Ecco il vero mostro: la non conoscenza, è lei la costante, il pericolo latente, che unita agli “appetiti” che di volta in volta si manifestano sotto forma di sfruttamento del “mondo euganeo” diventa scempio, offesa, paradosso. E il centro commerciale rappresenta l’ennesimo oltraggio, l’ennesimo, perché non ci sarebbe solo questo, non andrebbe ignorata nemmeno l’altrettanto aggressiva speculazione edilizia sui Colli, resa ancora più grave dall’assenza, che perdura tutt’ora, di un Piano Paesaggistico Regionale. A voler cercare le colpe della politica, dunque, dovremmo andare oltre la demonizzazione del sindaco di Due Carrare, come sta facendo Sgarbi. Il quale ha di certo il merito di aver catalizzato l’attenzione dell’opinione pubblica sul problema, ma creando un capro espiatorio nel primo cittadino, isolandolo nelle sue presunte responsabilità, otterrà l’assoluzione, sul piano culturale, di un territorio le cui colpe sono il vero tarlo per il patrimonio paesaggistico ed artistico.
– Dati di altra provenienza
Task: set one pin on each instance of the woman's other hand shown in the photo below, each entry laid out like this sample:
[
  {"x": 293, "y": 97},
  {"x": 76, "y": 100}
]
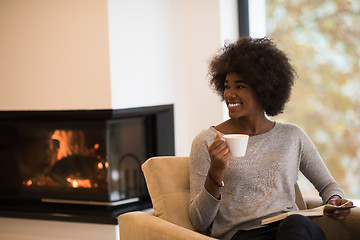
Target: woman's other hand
[{"x": 339, "y": 214}]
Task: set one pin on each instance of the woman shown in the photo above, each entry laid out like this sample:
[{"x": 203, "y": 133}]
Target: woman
[{"x": 255, "y": 78}]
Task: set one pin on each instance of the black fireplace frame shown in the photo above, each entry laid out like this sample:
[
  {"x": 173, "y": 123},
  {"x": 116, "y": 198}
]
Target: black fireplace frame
[{"x": 159, "y": 130}]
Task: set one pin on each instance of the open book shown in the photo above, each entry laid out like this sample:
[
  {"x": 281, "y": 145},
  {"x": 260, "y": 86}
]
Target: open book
[{"x": 313, "y": 212}]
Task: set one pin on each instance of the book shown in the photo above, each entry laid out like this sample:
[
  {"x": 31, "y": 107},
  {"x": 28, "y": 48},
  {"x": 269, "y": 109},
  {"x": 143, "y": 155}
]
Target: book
[{"x": 313, "y": 212}]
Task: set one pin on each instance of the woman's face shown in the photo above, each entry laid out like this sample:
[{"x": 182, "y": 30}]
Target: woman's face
[{"x": 240, "y": 97}]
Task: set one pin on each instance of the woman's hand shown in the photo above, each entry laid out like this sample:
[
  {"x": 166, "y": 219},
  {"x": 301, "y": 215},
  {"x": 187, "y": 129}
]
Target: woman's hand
[
  {"x": 219, "y": 154},
  {"x": 339, "y": 214}
]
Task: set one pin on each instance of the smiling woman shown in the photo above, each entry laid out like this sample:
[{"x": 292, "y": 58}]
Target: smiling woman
[
  {"x": 255, "y": 79},
  {"x": 325, "y": 100}
]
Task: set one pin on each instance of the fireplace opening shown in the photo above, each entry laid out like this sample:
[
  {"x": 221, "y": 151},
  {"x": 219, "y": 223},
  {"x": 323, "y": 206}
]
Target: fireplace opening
[{"x": 81, "y": 156}]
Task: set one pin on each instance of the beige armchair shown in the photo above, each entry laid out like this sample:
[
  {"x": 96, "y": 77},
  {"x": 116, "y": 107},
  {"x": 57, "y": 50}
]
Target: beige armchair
[{"x": 168, "y": 182}]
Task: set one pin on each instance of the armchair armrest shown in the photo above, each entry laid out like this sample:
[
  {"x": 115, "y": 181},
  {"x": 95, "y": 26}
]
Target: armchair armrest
[
  {"x": 145, "y": 226},
  {"x": 334, "y": 229}
]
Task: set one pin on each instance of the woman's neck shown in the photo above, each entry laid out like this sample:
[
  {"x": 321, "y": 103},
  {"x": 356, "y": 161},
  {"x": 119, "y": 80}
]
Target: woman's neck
[{"x": 247, "y": 126}]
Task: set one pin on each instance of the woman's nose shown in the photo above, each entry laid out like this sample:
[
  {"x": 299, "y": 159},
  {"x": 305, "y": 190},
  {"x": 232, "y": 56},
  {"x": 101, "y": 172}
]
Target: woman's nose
[{"x": 230, "y": 94}]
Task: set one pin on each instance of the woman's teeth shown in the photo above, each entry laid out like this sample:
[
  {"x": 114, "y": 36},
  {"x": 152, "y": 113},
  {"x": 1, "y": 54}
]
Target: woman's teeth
[{"x": 234, "y": 104}]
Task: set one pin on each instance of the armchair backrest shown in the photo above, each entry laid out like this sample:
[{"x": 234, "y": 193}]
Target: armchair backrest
[{"x": 168, "y": 182}]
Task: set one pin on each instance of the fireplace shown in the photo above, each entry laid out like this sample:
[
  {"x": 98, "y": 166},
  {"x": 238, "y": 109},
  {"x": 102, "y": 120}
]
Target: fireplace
[{"x": 81, "y": 156}]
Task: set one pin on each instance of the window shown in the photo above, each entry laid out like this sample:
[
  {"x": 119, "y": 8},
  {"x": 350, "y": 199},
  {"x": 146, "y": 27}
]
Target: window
[{"x": 322, "y": 39}]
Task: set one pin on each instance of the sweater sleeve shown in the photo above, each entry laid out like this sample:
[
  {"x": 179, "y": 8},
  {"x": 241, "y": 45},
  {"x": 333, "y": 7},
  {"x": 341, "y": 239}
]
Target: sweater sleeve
[
  {"x": 314, "y": 169},
  {"x": 203, "y": 206}
]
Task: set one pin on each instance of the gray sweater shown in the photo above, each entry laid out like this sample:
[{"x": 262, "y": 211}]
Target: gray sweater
[{"x": 258, "y": 185}]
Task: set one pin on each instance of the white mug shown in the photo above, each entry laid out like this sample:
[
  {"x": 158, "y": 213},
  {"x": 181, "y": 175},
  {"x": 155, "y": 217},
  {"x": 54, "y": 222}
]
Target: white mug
[{"x": 237, "y": 143}]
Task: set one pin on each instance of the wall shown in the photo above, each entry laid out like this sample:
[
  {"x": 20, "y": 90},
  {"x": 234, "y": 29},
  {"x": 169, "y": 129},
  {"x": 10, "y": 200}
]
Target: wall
[
  {"x": 81, "y": 54},
  {"x": 158, "y": 55},
  {"x": 27, "y": 229},
  {"x": 54, "y": 54}
]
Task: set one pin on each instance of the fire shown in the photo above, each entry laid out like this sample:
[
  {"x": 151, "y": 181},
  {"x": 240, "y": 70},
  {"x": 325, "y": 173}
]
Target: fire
[
  {"x": 70, "y": 143},
  {"x": 75, "y": 183}
]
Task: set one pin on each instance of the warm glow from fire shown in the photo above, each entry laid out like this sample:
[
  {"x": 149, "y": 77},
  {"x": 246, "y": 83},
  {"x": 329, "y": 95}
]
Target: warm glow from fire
[
  {"x": 28, "y": 183},
  {"x": 100, "y": 166},
  {"x": 75, "y": 183}
]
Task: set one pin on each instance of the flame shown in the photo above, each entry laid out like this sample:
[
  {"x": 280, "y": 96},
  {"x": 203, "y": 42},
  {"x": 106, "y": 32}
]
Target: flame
[
  {"x": 71, "y": 142},
  {"x": 75, "y": 183}
]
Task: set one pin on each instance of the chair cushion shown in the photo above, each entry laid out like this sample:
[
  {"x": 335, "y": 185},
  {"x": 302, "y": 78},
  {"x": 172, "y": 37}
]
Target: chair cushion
[{"x": 168, "y": 182}]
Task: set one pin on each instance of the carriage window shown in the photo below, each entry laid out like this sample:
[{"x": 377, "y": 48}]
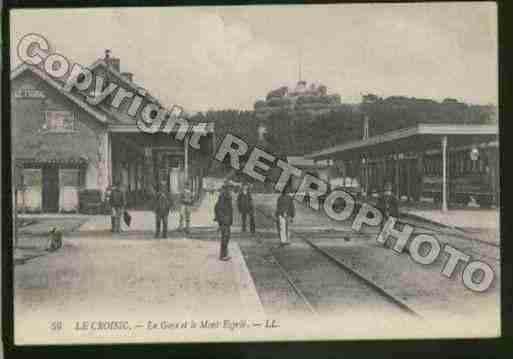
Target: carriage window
[
  {"x": 70, "y": 177},
  {"x": 58, "y": 121},
  {"x": 31, "y": 177}
]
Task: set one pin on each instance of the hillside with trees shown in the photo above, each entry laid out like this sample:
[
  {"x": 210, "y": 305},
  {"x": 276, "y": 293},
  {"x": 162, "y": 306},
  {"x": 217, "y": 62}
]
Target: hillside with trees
[{"x": 288, "y": 134}]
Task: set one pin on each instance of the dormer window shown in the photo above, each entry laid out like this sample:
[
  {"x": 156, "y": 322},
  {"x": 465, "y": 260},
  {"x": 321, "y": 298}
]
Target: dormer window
[{"x": 59, "y": 121}]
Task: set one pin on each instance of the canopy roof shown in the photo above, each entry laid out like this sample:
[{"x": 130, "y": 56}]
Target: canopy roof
[{"x": 418, "y": 138}]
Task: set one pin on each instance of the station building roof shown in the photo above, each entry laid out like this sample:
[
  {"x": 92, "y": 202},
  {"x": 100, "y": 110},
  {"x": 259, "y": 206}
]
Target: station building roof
[{"x": 412, "y": 139}]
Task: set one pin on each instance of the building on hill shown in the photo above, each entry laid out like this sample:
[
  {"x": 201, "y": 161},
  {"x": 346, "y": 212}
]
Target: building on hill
[
  {"x": 64, "y": 144},
  {"x": 302, "y": 100}
]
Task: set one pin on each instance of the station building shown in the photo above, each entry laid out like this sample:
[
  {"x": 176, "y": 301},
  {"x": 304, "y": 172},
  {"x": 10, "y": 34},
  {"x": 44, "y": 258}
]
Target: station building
[
  {"x": 445, "y": 163},
  {"x": 62, "y": 144}
]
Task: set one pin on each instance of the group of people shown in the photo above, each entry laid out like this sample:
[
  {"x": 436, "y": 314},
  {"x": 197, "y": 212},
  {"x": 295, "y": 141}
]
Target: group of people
[
  {"x": 163, "y": 203},
  {"x": 223, "y": 213}
]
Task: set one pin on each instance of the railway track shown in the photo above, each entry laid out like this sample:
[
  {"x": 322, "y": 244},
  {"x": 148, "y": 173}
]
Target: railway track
[{"x": 296, "y": 267}]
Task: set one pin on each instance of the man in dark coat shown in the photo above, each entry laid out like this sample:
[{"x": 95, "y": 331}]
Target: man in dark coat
[
  {"x": 117, "y": 203},
  {"x": 388, "y": 204},
  {"x": 224, "y": 217},
  {"x": 285, "y": 212},
  {"x": 245, "y": 206},
  {"x": 161, "y": 206}
]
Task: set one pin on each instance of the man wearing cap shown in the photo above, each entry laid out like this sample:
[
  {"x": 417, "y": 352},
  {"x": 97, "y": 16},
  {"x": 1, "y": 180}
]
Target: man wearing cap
[
  {"x": 285, "y": 212},
  {"x": 186, "y": 200},
  {"x": 224, "y": 217},
  {"x": 162, "y": 204},
  {"x": 117, "y": 203},
  {"x": 388, "y": 204}
]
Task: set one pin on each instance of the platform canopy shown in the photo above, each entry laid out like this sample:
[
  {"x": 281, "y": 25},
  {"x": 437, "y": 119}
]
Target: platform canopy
[{"x": 418, "y": 138}]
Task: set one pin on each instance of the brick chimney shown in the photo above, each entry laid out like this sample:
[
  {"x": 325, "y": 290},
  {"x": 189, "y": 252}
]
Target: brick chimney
[
  {"x": 112, "y": 62},
  {"x": 128, "y": 76}
]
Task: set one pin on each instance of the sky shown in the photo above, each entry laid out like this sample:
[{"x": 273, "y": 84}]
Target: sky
[{"x": 229, "y": 57}]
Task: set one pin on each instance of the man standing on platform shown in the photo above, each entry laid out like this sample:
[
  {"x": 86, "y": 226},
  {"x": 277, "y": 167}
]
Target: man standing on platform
[
  {"x": 285, "y": 212},
  {"x": 245, "y": 206},
  {"x": 117, "y": 203},
  {"x": 224, "y": 217},
  {"x": 186, "y": 200},
  {"x": 388, "y": 204},
  {"x": 162, "y": 205}
]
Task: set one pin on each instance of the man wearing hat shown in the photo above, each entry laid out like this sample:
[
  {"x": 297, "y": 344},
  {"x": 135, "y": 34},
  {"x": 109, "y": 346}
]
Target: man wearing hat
[
  {"x": 388, "y": 204},
  {"x": 224, "y": 217},
  {"x": 285, "y": 212},
  {"x": 117, "y": 203},
  {"x": 161, "y": 206},
  {"x": 186, "y": 200}
]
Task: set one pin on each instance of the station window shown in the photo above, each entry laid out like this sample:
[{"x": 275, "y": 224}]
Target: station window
[{"x": 59, "y": 121}]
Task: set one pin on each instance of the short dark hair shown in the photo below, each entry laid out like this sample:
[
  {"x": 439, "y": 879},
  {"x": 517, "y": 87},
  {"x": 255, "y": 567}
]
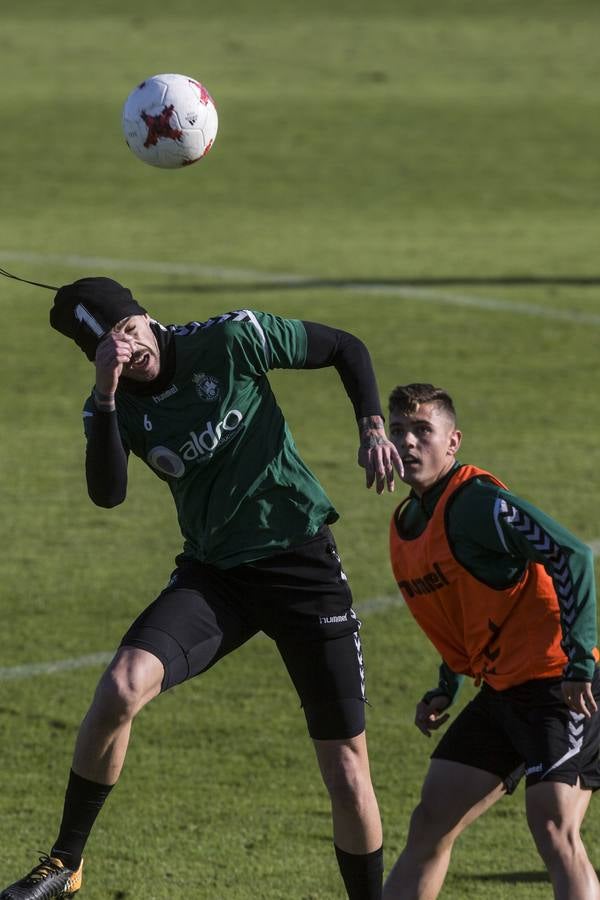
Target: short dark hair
[{"x": 406, "y": 399}]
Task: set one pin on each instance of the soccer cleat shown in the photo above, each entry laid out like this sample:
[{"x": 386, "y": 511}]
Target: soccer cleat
[{"x": 49, "y": 879}]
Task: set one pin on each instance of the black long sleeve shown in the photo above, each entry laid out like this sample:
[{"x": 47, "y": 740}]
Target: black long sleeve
[
  {"x": 328, "y": 346},
  {"x": 105, "y": 460}
]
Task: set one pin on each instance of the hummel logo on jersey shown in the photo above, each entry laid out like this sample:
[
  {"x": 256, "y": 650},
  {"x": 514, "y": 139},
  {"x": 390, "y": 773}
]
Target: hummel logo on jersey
[
  {"x": 158, "y": 398},
  {"x": 207, "y": 386},
  {"x": 240, "y": 315},
  {"x": 427, "y": 584}
]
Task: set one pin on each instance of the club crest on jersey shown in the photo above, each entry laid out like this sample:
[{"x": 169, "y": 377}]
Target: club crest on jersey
[{"x": 207, "y": 386}]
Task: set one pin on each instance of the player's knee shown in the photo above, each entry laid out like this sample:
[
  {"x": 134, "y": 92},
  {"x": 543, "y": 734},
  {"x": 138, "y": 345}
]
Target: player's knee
[
  {"x": 555, "y": 836},
  {"x": 346, "y": 777},
  {"x": 428, "y": 833},
  {"x": 125, "y": 687}
]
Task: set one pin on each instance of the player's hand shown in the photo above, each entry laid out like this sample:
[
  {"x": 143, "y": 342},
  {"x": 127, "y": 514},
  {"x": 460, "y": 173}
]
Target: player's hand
[
  {"x": 430, "y": 716},
  {"x": 114, "y": 351},
  {"x": 579, "y": 697},
  {"x": 378, "y": 456}
]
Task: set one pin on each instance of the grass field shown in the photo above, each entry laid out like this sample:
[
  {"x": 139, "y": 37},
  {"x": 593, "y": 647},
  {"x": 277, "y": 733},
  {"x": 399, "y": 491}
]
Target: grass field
[{"x": 422, "y": 174}]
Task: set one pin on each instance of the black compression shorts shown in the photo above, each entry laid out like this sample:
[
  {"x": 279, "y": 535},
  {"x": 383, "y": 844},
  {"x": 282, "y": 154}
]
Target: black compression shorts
[
  {"x": 530, "y": 726},
  {"x": 300, "y": 598}
]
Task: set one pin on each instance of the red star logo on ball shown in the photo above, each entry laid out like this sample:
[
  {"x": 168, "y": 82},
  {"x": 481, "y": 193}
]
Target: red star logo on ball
[{"x": 160, "y": 127}]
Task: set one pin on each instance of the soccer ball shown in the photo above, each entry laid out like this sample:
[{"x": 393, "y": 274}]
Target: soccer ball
[{"x": 170, "y": 121}]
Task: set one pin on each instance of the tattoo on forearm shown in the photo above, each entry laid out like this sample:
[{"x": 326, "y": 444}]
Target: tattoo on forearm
[
  {"x": 372, "y": 432},
  {"x": 372, "y": 439}
]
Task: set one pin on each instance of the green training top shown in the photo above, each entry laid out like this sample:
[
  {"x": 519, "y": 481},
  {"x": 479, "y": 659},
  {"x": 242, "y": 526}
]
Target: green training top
[
  {"x": 218, "y": 438},
  {"x": 494, "y": 535}
]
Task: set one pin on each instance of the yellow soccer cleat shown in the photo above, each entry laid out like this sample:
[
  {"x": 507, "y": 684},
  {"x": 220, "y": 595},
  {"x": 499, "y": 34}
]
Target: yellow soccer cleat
[{"x": 49, "y": 879}]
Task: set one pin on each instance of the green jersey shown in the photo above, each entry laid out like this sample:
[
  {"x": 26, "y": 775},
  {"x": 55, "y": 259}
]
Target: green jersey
[
  {"x": 217, "y": 436},
  {"x": 494, "y": 534}
]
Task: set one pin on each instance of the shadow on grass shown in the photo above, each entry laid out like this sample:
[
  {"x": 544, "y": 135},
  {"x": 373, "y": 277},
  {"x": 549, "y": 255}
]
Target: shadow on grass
[
  {"x": 293, "y": 282},
  {"x": 507, "y": 877}
]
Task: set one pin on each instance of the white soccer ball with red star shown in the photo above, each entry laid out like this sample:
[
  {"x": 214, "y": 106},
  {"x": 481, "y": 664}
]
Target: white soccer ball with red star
[{"x": 170, "y": 121}]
E invece sarebbe proprio sul piano culturale che l’intervento di un intellettuale si riterrebbe fondamentale. Serve ancora che qualcuno insegni la belleza. Ecco, è in questo che Sgarbi non è assimilabile a Monelli o a Callegari. Le invettive dell’intellettuale arquatese erano rivolte a tutti coloro che non avevano saputo scoprire i tesori dei colli, “Non si rendono conto – scriveva – del patrimonio di arte e storia che hanno a portata di mano. Se penetrassero nel cuore dei colli, se si addentrassero anche nei più piccoli villaggi, si accorgerebbero che dovunque si incontra un monumento pregevole: una villa, un castello, una chiesa”. Possiamo dire che le cose sono cambiate? Che questo territorio ha consapevolezza di ciò che detiene? Paolo Monelli vedeva un ingiusto destino per i Colli, “questo paradiso – per dirla con le sue parole – che muore di lebbra”, e oggi la degenza sta continuando e probabilmente continuerà anche a prescindere dalle scelte del sindaco di Due Carrare. Il vero nocciolo della questione sta da un’altra parte, sta nella tutela dell’intero territorio, perché non è più possibile – cito testualmente le parole dell’amica Loredana nel suo articolo – ragionare intorno alla valorizzazione di un singolo bene culturale – monumentale, storico-artistico o quant’altro –, come se si trattasse di un fossile immerso nella contemporaneità, un oggetto isolato privo di relazioni con il contesto che lo circonda; è certo giunto il momento – pena la distruzione completa di un territorio segnato dalla storia e vocato alla vita – di considerare i beni collettivi nell’ottica di un piano di “conservazione programmata”. Conservazione e valorizzazione, questo è quello che veramente manca e che metterebbe a riparo la bellezza dall’arroganza, a patto che questa terra inizi a riconoscere il valore del patrimonio che detiene.